In this snippet, we use statsmodels to fit a logistic regression model to the training data. We add a constant column to the training data, which is required for the logistic regression model. Then, we create the logistic regression model using Logit from statsmodels and fit it to the data using the fit method.

# Look at the coefficients and constant
coefs = logr_fit.params
coefs

We extract the coefficients and the constant term from the fitted logistic regression model.

# Calculate the odds ratios
odds_ratios = np.exp(coefs)[1:]
odds_ratios

Next, we calculate the odds ratios, which represent the multiplicative change in odds for a one-unit increase in the predictor variable.

# Calculate the chances
odds_reference = np.exp(coefs[0])
chances = odds_ratios * odds_reference
chances

Here, we calculate the chances, which are the odds of the event occurring (phone sale) compared to the odds of the event not occurring (no phone sale).

# Calculate the probabilities from the chances
probabilities = chances / (1 + chances)
probabilities

We convert the chances into probabilities, which represent the likelihood of a customer making a phone sale.

# Calculate chances from probabilities
probabilities / (1 - probabilities)

In this snippet, we calculate the chances from the probabilities, demonstrating the reversibility of the conversion.

# Look at the p-values
pvalues = dict(logr_fit.pvalues[1:])
pvalues

Finally, we extract the p-values from the fitted model to assess the statistical significance of each predictor variable.

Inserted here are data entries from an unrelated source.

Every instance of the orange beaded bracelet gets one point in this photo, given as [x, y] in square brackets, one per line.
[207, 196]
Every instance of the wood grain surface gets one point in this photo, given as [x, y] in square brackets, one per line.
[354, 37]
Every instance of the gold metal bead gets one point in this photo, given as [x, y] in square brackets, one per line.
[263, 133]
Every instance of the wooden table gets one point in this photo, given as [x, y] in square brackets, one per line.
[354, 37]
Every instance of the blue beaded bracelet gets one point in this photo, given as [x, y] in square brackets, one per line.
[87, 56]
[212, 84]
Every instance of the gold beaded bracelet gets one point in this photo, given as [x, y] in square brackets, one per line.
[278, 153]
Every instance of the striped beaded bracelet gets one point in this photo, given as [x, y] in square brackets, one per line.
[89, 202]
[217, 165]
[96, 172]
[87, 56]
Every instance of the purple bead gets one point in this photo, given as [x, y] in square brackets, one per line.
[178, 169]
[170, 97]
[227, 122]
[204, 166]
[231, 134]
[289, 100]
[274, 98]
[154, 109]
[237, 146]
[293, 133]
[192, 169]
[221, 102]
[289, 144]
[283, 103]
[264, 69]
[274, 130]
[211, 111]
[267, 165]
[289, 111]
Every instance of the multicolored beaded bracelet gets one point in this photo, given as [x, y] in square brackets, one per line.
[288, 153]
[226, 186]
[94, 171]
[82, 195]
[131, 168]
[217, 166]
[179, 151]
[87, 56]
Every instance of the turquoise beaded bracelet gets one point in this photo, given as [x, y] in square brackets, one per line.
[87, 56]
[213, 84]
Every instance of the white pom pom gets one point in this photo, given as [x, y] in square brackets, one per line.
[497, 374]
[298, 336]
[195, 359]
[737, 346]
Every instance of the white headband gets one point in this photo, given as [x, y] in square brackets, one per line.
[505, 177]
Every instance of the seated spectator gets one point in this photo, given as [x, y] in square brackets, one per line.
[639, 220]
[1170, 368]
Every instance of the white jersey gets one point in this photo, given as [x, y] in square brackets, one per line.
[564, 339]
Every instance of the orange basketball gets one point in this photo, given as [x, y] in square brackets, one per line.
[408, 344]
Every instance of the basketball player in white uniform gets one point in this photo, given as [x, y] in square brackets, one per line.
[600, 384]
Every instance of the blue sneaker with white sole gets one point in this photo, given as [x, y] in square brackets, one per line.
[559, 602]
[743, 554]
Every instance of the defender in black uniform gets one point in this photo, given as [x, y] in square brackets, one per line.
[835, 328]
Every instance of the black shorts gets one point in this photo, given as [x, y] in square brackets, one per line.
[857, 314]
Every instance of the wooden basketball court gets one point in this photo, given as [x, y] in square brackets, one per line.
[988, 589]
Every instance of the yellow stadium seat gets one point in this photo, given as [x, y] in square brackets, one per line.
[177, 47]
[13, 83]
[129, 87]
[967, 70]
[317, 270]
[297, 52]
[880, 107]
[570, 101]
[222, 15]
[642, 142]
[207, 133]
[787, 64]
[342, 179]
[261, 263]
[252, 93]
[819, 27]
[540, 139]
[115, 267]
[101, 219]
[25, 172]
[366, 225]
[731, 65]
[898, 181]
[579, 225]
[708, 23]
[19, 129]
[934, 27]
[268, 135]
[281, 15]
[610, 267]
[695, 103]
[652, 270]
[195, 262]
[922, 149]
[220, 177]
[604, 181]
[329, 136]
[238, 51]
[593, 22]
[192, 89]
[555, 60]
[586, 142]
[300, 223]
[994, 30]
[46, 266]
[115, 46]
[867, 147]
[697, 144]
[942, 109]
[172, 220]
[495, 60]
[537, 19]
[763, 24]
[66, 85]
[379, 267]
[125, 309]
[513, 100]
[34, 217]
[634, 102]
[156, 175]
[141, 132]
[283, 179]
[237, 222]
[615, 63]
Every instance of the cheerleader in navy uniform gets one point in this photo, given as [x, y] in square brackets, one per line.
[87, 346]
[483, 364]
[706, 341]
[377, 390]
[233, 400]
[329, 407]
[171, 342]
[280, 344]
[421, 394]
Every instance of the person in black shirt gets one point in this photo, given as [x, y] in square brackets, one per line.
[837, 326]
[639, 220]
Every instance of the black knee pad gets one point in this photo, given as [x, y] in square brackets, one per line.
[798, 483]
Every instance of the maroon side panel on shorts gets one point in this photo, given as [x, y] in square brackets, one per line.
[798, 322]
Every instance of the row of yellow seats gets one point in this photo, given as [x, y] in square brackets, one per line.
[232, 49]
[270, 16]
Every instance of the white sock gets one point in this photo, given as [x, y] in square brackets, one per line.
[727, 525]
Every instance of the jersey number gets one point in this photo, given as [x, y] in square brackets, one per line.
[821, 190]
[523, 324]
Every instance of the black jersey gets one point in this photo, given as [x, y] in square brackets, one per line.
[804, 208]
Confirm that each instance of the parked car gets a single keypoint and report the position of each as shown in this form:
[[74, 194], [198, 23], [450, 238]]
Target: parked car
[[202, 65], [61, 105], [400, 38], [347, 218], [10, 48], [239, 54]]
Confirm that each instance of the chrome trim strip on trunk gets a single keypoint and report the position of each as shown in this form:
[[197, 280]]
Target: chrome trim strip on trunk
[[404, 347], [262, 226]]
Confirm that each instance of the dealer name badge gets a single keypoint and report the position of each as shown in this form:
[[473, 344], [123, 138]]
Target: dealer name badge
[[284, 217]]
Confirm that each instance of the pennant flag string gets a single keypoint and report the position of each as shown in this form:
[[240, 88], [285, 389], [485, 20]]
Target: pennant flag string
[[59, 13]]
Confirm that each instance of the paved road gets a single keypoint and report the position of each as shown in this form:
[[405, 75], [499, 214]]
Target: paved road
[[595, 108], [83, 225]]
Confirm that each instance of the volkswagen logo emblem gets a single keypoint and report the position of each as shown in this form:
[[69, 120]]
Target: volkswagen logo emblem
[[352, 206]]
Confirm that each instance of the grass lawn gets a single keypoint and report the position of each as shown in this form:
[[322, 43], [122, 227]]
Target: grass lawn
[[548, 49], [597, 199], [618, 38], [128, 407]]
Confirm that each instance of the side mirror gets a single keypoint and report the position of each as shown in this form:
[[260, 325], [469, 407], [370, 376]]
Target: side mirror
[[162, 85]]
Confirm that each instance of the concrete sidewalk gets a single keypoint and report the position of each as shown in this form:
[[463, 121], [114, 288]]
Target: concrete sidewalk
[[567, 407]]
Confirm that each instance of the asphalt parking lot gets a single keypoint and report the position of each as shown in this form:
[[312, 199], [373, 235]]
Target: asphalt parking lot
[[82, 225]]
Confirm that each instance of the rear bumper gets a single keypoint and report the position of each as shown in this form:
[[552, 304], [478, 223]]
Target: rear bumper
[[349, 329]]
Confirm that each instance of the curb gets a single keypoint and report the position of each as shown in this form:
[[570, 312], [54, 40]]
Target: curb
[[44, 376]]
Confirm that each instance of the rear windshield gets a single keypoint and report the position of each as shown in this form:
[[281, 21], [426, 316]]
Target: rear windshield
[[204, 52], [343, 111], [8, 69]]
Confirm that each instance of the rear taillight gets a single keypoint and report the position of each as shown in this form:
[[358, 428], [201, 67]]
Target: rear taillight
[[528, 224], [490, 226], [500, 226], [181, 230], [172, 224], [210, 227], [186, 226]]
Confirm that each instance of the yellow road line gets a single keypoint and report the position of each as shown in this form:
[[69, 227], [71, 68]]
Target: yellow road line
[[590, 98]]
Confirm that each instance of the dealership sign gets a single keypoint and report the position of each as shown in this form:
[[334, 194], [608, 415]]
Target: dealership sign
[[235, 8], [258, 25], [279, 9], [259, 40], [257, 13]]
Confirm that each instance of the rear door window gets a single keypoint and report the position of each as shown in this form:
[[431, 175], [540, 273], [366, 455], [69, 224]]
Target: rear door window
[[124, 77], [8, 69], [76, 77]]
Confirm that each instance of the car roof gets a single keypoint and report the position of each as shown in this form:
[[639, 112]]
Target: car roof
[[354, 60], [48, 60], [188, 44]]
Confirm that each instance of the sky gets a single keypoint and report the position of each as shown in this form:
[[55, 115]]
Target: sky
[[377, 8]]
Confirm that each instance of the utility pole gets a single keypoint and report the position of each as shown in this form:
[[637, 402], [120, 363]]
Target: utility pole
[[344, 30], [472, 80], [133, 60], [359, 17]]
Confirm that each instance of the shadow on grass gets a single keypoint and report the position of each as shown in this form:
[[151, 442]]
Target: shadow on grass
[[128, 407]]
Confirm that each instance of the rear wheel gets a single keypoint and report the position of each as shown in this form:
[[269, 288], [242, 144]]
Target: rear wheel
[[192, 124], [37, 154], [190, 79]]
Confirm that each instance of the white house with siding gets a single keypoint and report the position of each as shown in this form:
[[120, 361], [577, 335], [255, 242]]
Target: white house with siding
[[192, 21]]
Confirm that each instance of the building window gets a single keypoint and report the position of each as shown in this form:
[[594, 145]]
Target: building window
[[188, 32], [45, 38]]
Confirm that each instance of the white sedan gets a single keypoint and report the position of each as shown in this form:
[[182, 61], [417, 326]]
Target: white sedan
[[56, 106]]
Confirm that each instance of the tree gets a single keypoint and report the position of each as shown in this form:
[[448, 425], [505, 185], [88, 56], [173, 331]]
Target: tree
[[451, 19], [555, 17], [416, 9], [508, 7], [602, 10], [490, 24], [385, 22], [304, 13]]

Using scikit-learn for Logistic Regression

Next, we use scikit-learn to fit a logistic regression model and make predictions:

# Use scikit-learn for logistic regression
clf = LogisticRegression(random_state=0).fit(X_train, y_train.values.ravel())

In this section, we use scikit-learn’s LogisticRegression class to fit the logistic regression model to the training data.

# Look at the model parameters
w = np.concatenate((clf.intercept_, clf.coef_.ravel()))[:, np.newaxis]
w

We obtain the model parameters, including the intercept and coefficients, which determine the decision boundary.

# Prepare test data for predictions
X_test.insert(0, 'ones', 1)
odds = np.exp(X_test.values @ w)
X_test = X_test.drop(['ones'], axis=1)
preds = odds / (1 + odds)
print(odds)
print(preds)

In this snippet, we prepare the test data for predictions by inserting a column of ones as the intercept. Then, we calculate the odds and convert them

Conclusion

Given a set of predictor variables \(X_1, X_2, \ldots, X_n\) and their corresponding coefficients \(b_0, b_1, b_2, \ldots, b_n\), the logistic regression model predicts the probability \(p\) of the event occurring as:

\[p = \frac{1}{1 + e^{-(b_0 + b_1 \cdot X_1 + b_2 \cdot X_2 + \ldots + b_n \cdot X_n)}} = \frac{e^{b_0 + b_1 \cdot X_1 + b_2 \cdot X_2 + \ldots + b_n \cdot X_n}}{1 + e^{b_0 + b_1 \cdot X_1 + b_2 \cdot X_2 + \ldots + b_n \cdot X_n}}=\frac{\text{odds}}{1+\text{odds}}\]

Probability:

\[p\]

Odds:

\[\text{odds} = \frac{p}{1 - p}\]

Logit Function and Coefficients in Logistic Regression:

\[\text{logit}(p) = \log\left(\frac{p}{1 - p}\right)\] \[\text{logit}(p) = b_0 + b_1 \cdot X_1 + b_2 \cdot X_2 + \ldots + b_n \cdot X_n\]

References

[1] Data Mining for Business Analytics: Concepts, Techniques, and Applications in Python (First Edition) Galit Shmueli, Peter C. Bruce, Peter Gedeck, and Nitin R. Patel (c) 2019 John Wiley & Sons, Inc.